With AMP chairman Catherine Brenner myopically clinging to the door handle by her fingernails, the words of Treasurer Scott Morrison – that "the boards of these organisations are the custodians, really, of the governance and I am sure that will have plenty of attention as the [Royal] Commission carries on its important work" – on Friday will still be ringing in the ears of every company director of every bank, insurer and wealth manager in the country.

One contribution we almost missed in the throes of national flagellation was that of former Commonwealth Treasury secretary Ken Henry at last week’s 2018 Shared Value Summit Asia Pacific in Sydney.

If you’re wondering what the intended purpose or explicable theme of this gathering was, well, you’ll just have to keep wondering.

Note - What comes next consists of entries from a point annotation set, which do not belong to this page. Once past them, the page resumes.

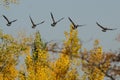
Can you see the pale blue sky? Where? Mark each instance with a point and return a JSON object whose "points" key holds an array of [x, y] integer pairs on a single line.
{"points": [[106, 12]]}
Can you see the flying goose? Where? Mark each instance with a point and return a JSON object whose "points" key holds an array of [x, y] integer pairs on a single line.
{"points": [[9, 22], [33, 24]]}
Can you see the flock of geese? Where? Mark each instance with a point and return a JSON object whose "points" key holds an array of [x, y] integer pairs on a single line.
{"points": [[54, 22]]}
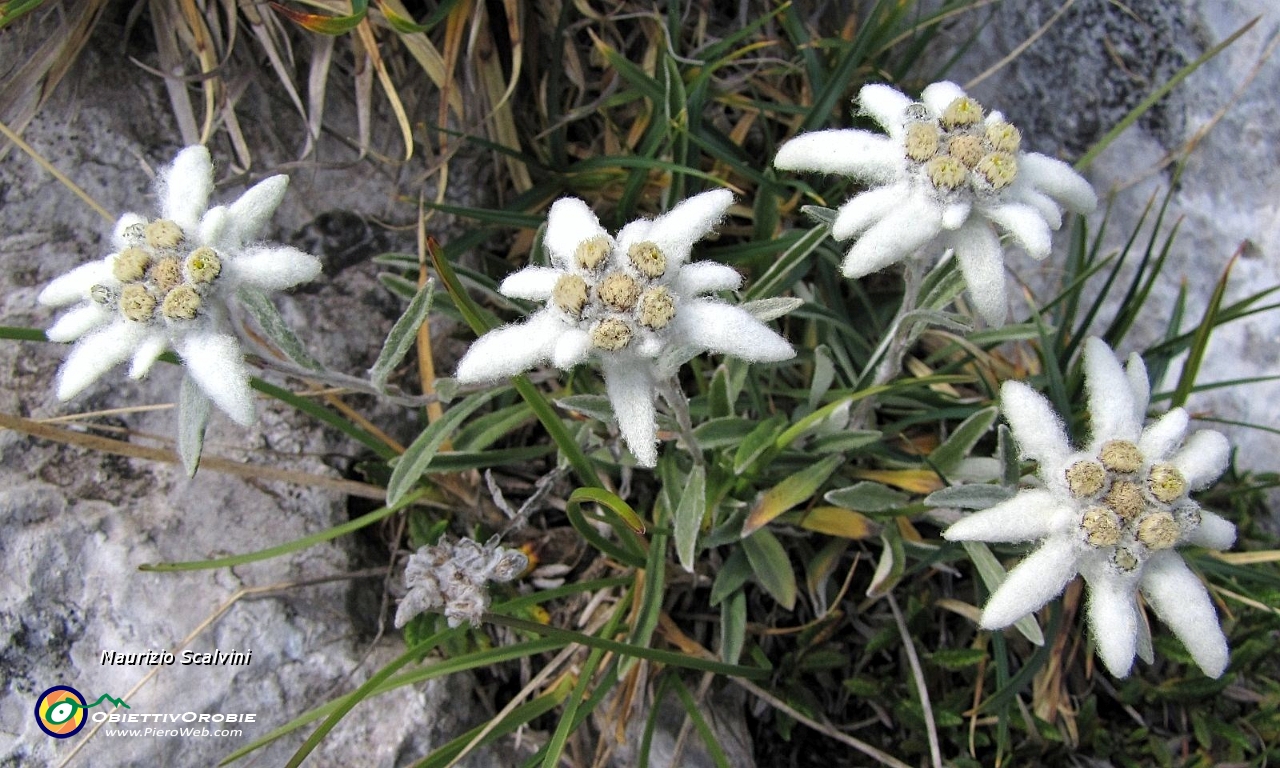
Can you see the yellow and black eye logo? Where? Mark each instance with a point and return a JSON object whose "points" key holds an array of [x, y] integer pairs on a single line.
{"points": [[60, 712]]}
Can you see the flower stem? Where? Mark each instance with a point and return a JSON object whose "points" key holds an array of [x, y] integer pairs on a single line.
{"points": [[903, 333], [679, 403]]}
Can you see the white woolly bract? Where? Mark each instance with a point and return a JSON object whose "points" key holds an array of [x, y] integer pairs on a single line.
{"points": [[1034, 581], [1112, 613], [641, 356], [215, 362], [914, 206], [1182, 602], [1028, 516], [1080, 533], [1203, 458], [213, 356], [1111, 400]]}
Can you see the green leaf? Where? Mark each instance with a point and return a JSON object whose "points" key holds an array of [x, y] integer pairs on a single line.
{"points": [[792, 490], [720, 433], [947, 456], [1200, 343], [327, 24], [14, 9], [485, 430], [689, 516], [618, 512], [819, 214], [406, 24], [867, 497], [790, 265], [193, 410], [772, 567], [402, 336], [970, 497], [845, 440], [731, 576], [410, 466], [958, 658], [757, 443], [274, 327], [732, 627], [823, 375], [1010, 471]]}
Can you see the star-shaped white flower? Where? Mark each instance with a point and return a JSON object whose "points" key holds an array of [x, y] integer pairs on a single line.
{"points": [[1112, 512], [946, 177], [168, 283], [630, 304]]}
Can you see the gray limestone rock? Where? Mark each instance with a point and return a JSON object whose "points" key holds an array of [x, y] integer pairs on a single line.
{"points": [[80, 522], [1079, 78]]}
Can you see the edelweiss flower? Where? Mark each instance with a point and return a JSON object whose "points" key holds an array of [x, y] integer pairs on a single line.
{"points": [[630, 304], [942, 177], [1112, 512], [168, 284], [452, 577]]}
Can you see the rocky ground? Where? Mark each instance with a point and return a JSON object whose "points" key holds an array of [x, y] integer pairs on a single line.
{"points": [[78, 524]]}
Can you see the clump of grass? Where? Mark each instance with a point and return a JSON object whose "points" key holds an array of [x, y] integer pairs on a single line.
{"points": [[785, 544]]}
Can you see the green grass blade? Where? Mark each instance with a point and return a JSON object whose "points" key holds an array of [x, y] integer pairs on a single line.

Presumably, it was something to do with ameliorating one’s guilt via empty, righteous gestures while trousering shit-tonnes of money. Tellingly, the Shared Value Project is chaired by Peter Yates, the former chief executive of Allco Equity Partners (a role mysteriously absent from his sanitised curriculum vitae). If only Yates had managed to privatise Qantas – he’d be sharing its value right now with the likes of Pan Am and TWA!

Henry, speaking as National Australia Bank chairman on a panel comically entitled ‘Money: the leadership and investment required to achieve both strong social and financial returns’, grumbled that institutional investors had "insufficient appetite" for non-financial metrics to be included as benchmarks for bonuses in banks’ executive remuneration schemes, which is "not just frustrating for boards or other investors, it’s also frustrating for regulators". This followed Australian Prudential Regulation Authority chair Wayne Byres describing as "disappointing" the Commonwealth Bank receiving a first strike against its FY16 remuneration report, whose incentives were linked to non-financial targets.

Who could blame them? Absurdly, Turner walked out of that annual meeting in Perth and conflated the damning judgment of his shareholders with "why Donald Trump was elected or why people voted for Brexit… this sort of anti-establishment issue… because there’s some element of life that we feel is slightly unequal, that we’re not totally happy about, and here’s a part of that; [banks are] a perfect target". Mercifully, he refrained from scapegoating Mabo, the Constitution and the Vibe.

Remember, a fortnight before the vote, the Australian Securities & Investments Commission announced that the big four banks and AMP had incorrectly charged their clients $178 million (excluding interest) for services not provided between 2008 to 2015, and that CBA accounted for $105.7 million (ex-interest) of that figure, all of which was refunded to the affected customers. "In line with CBA’s conservative approach, this amount was fully provided for in prior years." Yet the board awarded Annabel Spring, the executive running this division of the bank, 95 per cent of her FY16 bonus.

All major proxy advisers and institutions voted against that remuneration report, except BlackRock. There’s Pru Bennett’s social activism hard at work again! "Based on significant engagement with the chairman, it was decided to support the remuneration report [and the re-election of all directors] at this time." Yep, Pru and her pearls scored an audience with old man Turner. That’s reason enough to turn a blind eye to the bank’s negative social returns for virtuous BlackRock unitholders.